Entering my fourth week of the poetry class I have found myself struggling with how to translate my thoughts to poetry. It’s not that I’m reaching for new ideas but rather how to bring back up to the surface some ideas that have settled in my belly (no other way to really describe where those feelings sit). Some of the themes that have found a deep home in me include displacement, cohabitation, and the twin sisters of longing and loss.
My first assignment was to write a series of haikus. I focused on ancestral altars, preparing to ride the bus in a still new to me city, things left behind by those who left, and sort of still lifes from my terrace. I thought they were shit. My instructor, who had a PhD in Puerto Rican studies said he wanted to read them on my terrace with coffee, said they invoked a poetic legacy I was part of. Maybe I could be a poet again. Maybe I never stopped being one.

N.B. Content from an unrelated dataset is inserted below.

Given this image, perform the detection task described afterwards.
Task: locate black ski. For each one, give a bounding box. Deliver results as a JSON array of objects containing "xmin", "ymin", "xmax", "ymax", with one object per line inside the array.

In New York my poetic life was built on routines centered around readings. Having a reading in my calendar meant I had to have something new to share. Not that I couldn’t share older material but I needed to test, get public feedback on (would the audience laugh, nod their head, or stare blankly) new things. So I would always be working on new things, at night or early in the morning, when the kids were asleep, when I wasn’t chatting with lovers who lived cross borough or cross country.

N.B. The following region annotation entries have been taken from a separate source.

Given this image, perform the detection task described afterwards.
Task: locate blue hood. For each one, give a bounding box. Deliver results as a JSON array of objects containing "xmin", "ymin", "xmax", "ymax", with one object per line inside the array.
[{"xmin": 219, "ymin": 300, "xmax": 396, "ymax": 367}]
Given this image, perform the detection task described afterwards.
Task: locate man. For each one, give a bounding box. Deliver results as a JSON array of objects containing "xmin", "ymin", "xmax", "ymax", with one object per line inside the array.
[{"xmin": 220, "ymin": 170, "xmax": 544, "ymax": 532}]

After living in Los Angeles for 7 years I haven’t found that routine here yet. I haven’t found a poetic home that I feel embraced or safe enough to experiment/test in. I haven’t found a poetic family. And honestly when you’re over 40, a parent, a student, an executive director – the spaces I have found seem so compartmentalized – people see me in one way and crossing into another identity makes me and others uncomfortable in a way I haven’t been able to navigate (yet).
So for now I’m just going to keep writing, in a much more solitary way or through my class (which since it is an online program still can feel pretty solitary) and hope that it will be enough to get me through and keep me disciplined.